My Friends
- Author: Hisham Matar
- Language: English
- Publisher: Penguin Random House
- Publication date: 2024
- Publication place: United Kingdom/Libya
- Pages: 416
- ISBN: 9780812994841

= My Friends (Matar novel) =

2024 novel by Hisham Matar

My Friends is a 2024 novel by Hisham Matar published by Penguin Random House. The novel tells the story of three Libyan friends living in London as exiles from their country. The story follows their intertwined lives from the 1980s to the 2011 Arab Spring. Fearing retribution from the Gaddafi regime, they are fearful of returning to their own country or contacting their families.

Similar to Matar' previous works, the novel focuses on themes of government oppression and violence, as well as the lives of exiles abroad.

The novel was nominated for several awards; it was longlisted for the 2024 Booker Prize, nominated for the 2024 National Book Award for Fiction, and won the Orwell Prize for political fiction and the 2025 National Book Critics Circle (NBCC) Award for fiction.

==Narrative==
The narrator, Khaled, grows up in Libya and leaves as a young adult in 1983 to study at the University of Edinburgh. While at university, he befriends fellow student Mustafa, who is also from Libya. The two friends attend an anti-Gaddafi protest outside the Libyan embassy in London in 1984. Individuals from inside the Libyan embassy open fire on the protestors. Khaled and Mustafa are both wounded in the attack and spend weeks recovering in hospital under police guard. Khaled and Mustafa are later released from the hospital and granted political asylum in the UK. Khaled, fearing retribution from the Libyan government, is afraid to travel back to Libya or contact his family. He is fearful that the Libyan government identified him at the protest and may target him in the future. He is afraid to contact his family back home, fearing his letters, phone calls, or other communication will be intercepted by the government. Khaled begins his new life in London and forms a long-term relationship with Mustafa.
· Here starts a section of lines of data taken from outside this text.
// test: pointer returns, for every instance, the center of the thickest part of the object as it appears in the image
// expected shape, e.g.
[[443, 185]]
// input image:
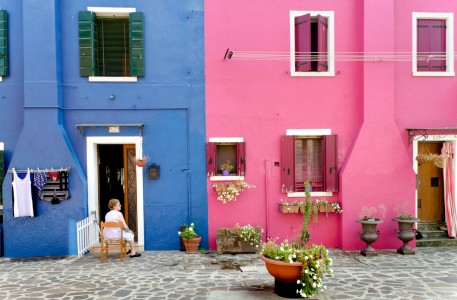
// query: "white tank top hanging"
[[22, 192]]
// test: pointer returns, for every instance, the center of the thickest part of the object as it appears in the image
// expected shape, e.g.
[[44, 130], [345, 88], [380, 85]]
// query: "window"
[[312, 45], [3, 44], [221, 150], [433, 44], [111, 44], [309, 157]]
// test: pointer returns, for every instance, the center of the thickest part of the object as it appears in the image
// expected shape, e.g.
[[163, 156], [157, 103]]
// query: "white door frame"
[[92, 171], [433, 138]]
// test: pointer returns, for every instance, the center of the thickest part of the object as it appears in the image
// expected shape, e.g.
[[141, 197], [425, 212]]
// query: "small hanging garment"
[[22, 192]]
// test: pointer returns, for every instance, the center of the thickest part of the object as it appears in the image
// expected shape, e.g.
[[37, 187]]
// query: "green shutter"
[[136, 44], [3, 44], [87, 43]]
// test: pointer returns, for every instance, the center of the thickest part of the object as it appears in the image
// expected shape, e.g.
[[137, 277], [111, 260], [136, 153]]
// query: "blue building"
[[89, 86]]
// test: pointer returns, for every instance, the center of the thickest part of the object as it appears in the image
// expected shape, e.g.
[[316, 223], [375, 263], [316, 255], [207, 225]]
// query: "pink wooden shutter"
[[287, 164], [322, 55], [241, 158], [423, 45], [331, 163], [211, 159], [303, 43], [438, 45]]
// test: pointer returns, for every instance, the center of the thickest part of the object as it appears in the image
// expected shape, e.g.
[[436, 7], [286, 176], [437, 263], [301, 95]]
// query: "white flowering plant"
[[249, 233], [315, 263], [228, 191], [188, 232]]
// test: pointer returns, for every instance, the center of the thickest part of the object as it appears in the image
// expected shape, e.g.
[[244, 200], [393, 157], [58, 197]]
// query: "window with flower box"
[[309, 155], [223, 150]]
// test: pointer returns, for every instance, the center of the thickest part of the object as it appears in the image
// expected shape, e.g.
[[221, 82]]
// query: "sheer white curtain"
[[449, 197]]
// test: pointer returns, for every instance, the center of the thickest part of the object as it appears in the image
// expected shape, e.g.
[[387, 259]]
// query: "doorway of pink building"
[[430, 186]]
The two men also befriend Hosam, who is a writer from Libya. One of Hossam's anti-Gaddafi short stories is read on the BBC Arabic World Service. After the broadcast, the presenter is murdered near the Regents Park Mosque in London by the Libyan secret police. Throughout their years in London, the three men share a close friendship; however, their lives are pervaded by constant fear and wariness.
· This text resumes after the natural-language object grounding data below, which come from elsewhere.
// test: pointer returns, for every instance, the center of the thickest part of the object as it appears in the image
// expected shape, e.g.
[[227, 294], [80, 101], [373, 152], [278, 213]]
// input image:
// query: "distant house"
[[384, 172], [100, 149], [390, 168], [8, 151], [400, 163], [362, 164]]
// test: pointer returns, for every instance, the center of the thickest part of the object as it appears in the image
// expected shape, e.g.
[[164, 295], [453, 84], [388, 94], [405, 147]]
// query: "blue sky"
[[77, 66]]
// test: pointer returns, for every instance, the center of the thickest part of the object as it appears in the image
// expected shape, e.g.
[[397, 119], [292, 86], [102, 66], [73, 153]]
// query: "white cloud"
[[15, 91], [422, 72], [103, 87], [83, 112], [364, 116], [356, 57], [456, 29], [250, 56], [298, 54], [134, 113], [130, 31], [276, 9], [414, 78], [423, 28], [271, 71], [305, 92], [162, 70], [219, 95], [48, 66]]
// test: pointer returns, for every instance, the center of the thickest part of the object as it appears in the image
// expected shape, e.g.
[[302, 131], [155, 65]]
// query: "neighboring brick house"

During the 2011 Arab Spring uprisings across the Middle East, the three men are faced with a momentous decision: stay in London in their current lives or return to Libya. Mustafa joins a Libyan militia and fights against the Gaddafi regime. Initially, Hossam stays in London, then returns home, falls in love, and joins Mustafa in fighting the dictatorship. After becoming disenchanted with the post-revolutionary government, he emigrates to America. Khaled, content with his life as a schoolteacher, chooses to stay in London.

==Reception==
Writing for The New York Times, Peter Baker stated that the prose was easier to follow than Matar's previous works, making navigating the novel and plot easier for readers. Baker concluded that Matar's work was "a masterly literary meditation on his lifelong themes." Writing for The Guardian, Lucy Hughes-Hallett stated that the novel's prose slowed down in areas to highlight the characters' inner thoughts, with Khaled's walks in London serving as a template to introduce his inner thoughts. She commended this fluctuation in prose, stating that the novel is "artfully paced."